Ela mesma, ao abordar o discurso sobre o
caminho das virtudes para alcançar a perfeição da oração, desculpa-se, de
maneira meio canhestra, de falar das virtudes de que não tem sequer o
princípio:
Pediram-me
que lhes explicasse o princípio da oração: eu, filhas, embora não tenha sido
levada por Deus por este princípio, o dessas virtudes, não sei outro (Caminho 16,1).
Como aprendizes da última hora, não nos
foi possível nem mesmo abarcar todos os escritos de Tereza. Ajudados pela
experiência em campos conexos da Teologia Sistemática e Espiritual, tivemos que
optar pela análise de alguns capítulos iniciais do Caminho de Perfeição, em que Teresa expõe o caminho que conhece
para chegar à perfeição da oração. Esperamos haver conseguido apontar algumas
das principais características de sua pedagogia, enraizada na primitiva
tradição carmelita e que nos permitirá, quem sabe, descobrir a direção a seguir
em face dos desafios do tempo presente, para que o Espírito do Carmelo não
falte ao insistente apelo pela renovação da Igreja em nossos dias.
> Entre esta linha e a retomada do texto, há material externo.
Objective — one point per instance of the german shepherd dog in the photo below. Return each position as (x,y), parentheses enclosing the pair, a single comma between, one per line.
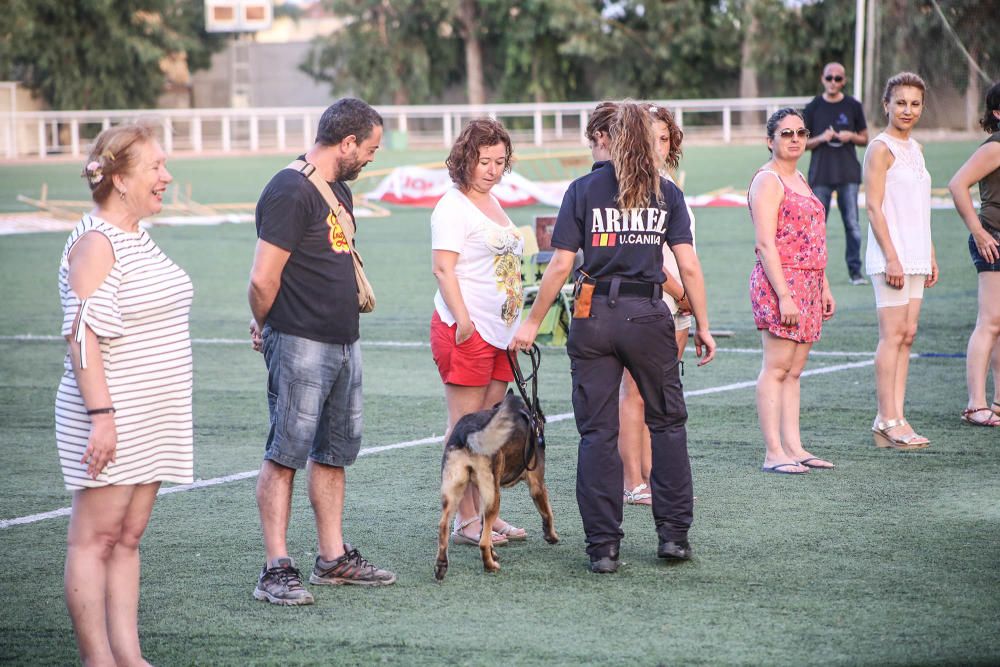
(493,448)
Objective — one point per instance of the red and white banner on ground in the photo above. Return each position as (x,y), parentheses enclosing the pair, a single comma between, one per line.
(418,186)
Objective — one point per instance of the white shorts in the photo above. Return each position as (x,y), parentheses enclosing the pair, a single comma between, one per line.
(887,297)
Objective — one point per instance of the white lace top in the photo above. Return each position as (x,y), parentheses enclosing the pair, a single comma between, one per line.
(907,209)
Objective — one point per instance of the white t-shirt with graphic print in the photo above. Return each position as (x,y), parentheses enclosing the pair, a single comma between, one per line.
(488,267)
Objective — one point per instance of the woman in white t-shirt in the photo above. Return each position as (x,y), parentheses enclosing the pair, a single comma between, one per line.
(477,262)
(900,256)
(634,444)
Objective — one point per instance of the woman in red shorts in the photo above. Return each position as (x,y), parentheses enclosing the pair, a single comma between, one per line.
(477,263)
(788,289)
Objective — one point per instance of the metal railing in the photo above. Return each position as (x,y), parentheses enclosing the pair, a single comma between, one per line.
(197,131)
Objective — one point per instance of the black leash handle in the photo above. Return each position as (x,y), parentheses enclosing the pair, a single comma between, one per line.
(536,437)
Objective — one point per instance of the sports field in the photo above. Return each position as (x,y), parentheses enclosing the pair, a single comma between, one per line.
(891,559)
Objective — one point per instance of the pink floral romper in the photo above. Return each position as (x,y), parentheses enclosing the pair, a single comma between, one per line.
(801,242)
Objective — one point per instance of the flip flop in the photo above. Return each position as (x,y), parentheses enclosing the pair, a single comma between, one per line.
(778,469)
(991,420)
(458,537)
(805,462)
(512,533)
(638,496)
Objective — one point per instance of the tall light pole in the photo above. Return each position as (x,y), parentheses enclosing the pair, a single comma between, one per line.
(859,42)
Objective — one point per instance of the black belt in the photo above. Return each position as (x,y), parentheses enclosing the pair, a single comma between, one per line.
(649,290)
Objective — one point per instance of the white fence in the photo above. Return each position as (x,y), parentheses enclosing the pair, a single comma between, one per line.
(196,131)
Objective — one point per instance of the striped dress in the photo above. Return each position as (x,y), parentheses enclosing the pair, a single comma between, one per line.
(140,316)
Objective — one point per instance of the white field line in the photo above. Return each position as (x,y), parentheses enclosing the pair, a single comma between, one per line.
(420,344)
(215,481)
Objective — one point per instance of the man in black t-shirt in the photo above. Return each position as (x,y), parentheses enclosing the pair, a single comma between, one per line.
(304,300)
(836,123)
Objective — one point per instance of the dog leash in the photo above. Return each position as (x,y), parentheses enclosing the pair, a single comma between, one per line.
(536,436)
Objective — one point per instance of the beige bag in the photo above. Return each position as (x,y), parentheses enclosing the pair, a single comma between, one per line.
(366,296)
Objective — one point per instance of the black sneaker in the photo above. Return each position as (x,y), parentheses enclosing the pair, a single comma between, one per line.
(606,564)
(282,584)
(674,550)
(351,568)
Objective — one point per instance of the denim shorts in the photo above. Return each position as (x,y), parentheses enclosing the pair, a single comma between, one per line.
(313,399)
(978,260)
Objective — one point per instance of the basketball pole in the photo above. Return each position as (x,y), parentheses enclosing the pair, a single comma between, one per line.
(859,43)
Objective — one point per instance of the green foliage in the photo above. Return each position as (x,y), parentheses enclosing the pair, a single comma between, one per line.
(100,54)
(399,52)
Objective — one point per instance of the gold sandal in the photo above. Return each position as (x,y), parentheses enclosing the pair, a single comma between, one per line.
(880,430)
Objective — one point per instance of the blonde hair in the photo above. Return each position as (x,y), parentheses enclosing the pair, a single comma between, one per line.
(115,151)
(903,79)
(634,157)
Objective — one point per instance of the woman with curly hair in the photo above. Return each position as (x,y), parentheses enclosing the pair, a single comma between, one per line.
(123,408)
(633,437)
(476,256)
(984,246)
(620,215)
(789,291)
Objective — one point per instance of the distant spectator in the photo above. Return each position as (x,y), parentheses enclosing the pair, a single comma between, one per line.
(984,246)
(836,123)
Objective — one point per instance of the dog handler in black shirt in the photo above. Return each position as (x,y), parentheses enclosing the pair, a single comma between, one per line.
(620,214)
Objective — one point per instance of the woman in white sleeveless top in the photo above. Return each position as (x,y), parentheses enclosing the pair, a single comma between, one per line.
(123,409)
(900,256)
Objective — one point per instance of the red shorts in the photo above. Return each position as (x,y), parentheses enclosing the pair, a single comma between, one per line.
(474,363)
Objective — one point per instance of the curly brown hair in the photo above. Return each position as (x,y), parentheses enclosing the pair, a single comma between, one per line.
(114,151)
(662,114)
(478,134)
(600,120)
(903,79)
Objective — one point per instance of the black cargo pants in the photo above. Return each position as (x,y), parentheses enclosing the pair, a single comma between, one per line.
(636,333)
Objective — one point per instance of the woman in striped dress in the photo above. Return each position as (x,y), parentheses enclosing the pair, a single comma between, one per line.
(123,409)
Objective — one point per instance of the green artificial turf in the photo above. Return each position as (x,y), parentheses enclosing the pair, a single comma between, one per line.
(891,559)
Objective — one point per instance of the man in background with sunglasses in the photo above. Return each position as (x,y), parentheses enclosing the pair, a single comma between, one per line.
(836,123)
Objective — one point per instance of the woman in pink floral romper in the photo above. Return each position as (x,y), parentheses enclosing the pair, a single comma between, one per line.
(788,290)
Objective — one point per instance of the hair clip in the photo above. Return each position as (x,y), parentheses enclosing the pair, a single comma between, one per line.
(94,172)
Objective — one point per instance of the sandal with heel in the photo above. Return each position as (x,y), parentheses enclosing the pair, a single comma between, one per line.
(991,419)
(880,431)
(638,496)
(458,537)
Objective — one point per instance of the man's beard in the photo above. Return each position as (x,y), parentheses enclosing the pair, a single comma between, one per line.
(350,171)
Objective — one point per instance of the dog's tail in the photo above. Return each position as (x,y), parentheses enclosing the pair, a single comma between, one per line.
(498,431)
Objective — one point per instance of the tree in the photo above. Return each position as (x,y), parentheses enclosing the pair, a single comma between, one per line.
(390,51)
(100,54)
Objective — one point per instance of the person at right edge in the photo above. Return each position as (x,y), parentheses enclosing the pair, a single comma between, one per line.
(620,215)
(836,124)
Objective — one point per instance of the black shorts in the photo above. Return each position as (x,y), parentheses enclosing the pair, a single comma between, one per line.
(978,260)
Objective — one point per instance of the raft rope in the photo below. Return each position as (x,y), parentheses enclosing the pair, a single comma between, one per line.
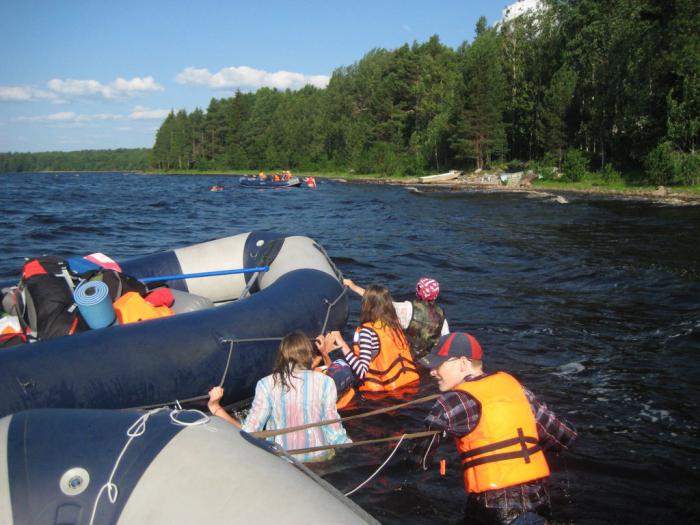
(137,429)
(331,304)
(413,435)
(349,493)
(276,432)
Assim, depois de lembrar o tempo de Deus
que somos chamados a viver nesse ano de graça (01), abramos o Caminho de Teresa (02), situando-o no
amplo contexto da tradição monástica historicamente histórica e espiritualmente
falando (03). Compreenderemos então o eixo central da tradição teresiana: a
caridade fraterna (04) e o caminho das virtudes (05), voltando-nos, enfim, para
o presente e encarando o futuro (06), para concluir.